The big problem with permanent chicken houses is that they’re always troublesome and expensive to build. Lack of flexibility means they offer no chance to reduce or expand flock size, either. You’ve got what you’ve got when it comes to coop size. Keeping chickens in one place in a permanent coop turns that area of your yard into a dusty, vegetation-free wasteland. Permanent coops are also difficult to heat with winter sun – an issue that really matters where I live in Canada.
All this is why I’ve come to prefer one or more smaller, semi-portable backyard chicken barns that can be mixed and matched in different ways. We use one to raise day-old chicks, others as production houses for adult birds. Add another house if you want to separate some birds because of disease of bullying.
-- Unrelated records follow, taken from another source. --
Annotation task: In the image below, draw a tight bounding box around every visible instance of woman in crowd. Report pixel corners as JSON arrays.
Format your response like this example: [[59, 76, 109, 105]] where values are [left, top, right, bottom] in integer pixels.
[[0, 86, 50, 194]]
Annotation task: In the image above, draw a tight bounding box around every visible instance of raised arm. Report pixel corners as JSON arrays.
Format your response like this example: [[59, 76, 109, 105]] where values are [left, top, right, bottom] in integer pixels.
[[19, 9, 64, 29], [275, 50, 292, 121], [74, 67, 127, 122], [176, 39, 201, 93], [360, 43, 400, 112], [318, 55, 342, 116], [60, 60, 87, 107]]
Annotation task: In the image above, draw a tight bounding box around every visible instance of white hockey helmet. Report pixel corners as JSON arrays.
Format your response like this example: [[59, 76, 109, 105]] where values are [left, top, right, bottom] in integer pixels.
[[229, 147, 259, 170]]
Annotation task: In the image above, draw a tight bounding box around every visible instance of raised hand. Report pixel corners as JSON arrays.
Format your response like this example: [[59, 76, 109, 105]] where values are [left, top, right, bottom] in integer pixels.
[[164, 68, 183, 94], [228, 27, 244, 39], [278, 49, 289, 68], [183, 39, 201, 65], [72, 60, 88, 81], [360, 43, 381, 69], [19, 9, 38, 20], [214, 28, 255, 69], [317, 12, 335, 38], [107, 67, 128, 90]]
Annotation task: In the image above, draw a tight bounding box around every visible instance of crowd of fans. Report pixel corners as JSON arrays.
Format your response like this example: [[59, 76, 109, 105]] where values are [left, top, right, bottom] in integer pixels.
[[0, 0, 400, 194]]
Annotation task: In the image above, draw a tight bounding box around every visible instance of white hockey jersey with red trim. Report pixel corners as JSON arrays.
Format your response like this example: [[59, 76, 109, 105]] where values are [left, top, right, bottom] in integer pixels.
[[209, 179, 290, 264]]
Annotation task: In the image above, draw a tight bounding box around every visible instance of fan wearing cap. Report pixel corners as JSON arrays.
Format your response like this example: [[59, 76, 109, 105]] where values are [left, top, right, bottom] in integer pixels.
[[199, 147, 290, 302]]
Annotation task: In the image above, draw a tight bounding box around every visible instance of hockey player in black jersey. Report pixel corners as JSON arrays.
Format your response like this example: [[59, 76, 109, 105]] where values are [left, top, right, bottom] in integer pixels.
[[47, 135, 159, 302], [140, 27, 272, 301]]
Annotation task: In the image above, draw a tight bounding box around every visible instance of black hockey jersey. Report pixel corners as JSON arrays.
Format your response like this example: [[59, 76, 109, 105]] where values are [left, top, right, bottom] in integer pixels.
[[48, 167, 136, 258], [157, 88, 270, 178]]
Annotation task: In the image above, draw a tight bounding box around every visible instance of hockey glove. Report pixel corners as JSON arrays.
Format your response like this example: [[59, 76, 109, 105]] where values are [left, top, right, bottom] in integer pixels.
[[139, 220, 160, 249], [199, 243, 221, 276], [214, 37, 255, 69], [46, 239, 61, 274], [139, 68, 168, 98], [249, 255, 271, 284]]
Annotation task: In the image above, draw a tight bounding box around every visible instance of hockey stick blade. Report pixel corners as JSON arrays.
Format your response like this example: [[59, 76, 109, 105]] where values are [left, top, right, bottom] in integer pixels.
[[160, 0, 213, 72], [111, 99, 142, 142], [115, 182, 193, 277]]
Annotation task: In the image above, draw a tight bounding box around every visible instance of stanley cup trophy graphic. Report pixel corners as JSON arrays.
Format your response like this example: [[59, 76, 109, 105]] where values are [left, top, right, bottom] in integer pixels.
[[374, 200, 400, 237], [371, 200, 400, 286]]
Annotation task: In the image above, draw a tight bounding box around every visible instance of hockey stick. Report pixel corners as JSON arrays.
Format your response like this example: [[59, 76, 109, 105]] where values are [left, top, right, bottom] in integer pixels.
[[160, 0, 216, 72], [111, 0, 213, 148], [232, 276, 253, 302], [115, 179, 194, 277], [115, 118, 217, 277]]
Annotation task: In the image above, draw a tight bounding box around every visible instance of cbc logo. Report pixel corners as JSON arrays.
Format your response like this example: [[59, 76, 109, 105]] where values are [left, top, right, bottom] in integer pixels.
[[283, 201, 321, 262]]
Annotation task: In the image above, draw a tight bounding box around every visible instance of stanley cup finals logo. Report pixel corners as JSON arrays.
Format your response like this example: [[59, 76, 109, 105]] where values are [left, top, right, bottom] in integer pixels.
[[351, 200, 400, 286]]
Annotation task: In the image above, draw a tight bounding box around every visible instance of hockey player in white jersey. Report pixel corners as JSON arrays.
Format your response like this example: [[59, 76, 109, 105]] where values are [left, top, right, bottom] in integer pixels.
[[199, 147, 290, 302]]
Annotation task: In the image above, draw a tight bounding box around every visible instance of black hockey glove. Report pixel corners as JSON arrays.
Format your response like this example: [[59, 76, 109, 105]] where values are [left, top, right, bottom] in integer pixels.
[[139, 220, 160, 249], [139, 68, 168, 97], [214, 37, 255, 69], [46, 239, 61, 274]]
The modular coop I designed is solid and exceptionally warm in winter because of the clear, solar roof, yet also easily ventilated in summer by hinging open the roof. Simple to build, this design can be moved to new locations when needed. Individual modules can be pulled out of production for a time to break pest cycles, and they’re easy to clean without standing in poop.
Although my solar-heated design looks fancy, it’s really only a box made of 5/8” plywood with trim. Nothing this substantial could be easier to build. My design sits on legs that raise the structure off the ground, and there are two reasons for this feature. First, it keeps the wood of the coop high, dry and away from rot-promoting soil. Raising the height of a chicken house like this also makes it perfect for winter use in areas that get snow. I used 1” diameter galvanized steel pipes for my chicken house legs, but you could also put it on some replaceable 4x4s.
The opportunity to collect eggs without opening the chicken door is one advantage of the clear, hinged solar roof. Simply swivel the top upwards, reach down into whatever nesting box you’re using, then retrieve the eggs. You can also replenish feed and water this way, too.
Although hens can get in an out of a very small door, having a large door makes it easier to move feed and water in from the side if you want, and move out manure when it’s time to clean the houses. In my design nearly one whole side swings outwards, with no lip above the floor level. Manure and bedding is easy to scrape out.
There are more details here than I have space for, but you can download free plans for my chicken barn at BaileyLineRoad.com/chickens.
As practical as it is to keep backyard chickens, the real attraction for me is also because these birds are great fun to watch, and excellent for kids growing up. In a world with too many screens in front of us, it’s refreshing to be entertained by something non-digital for a change. Try it and you’ll understand what they mean by “chicken TV”.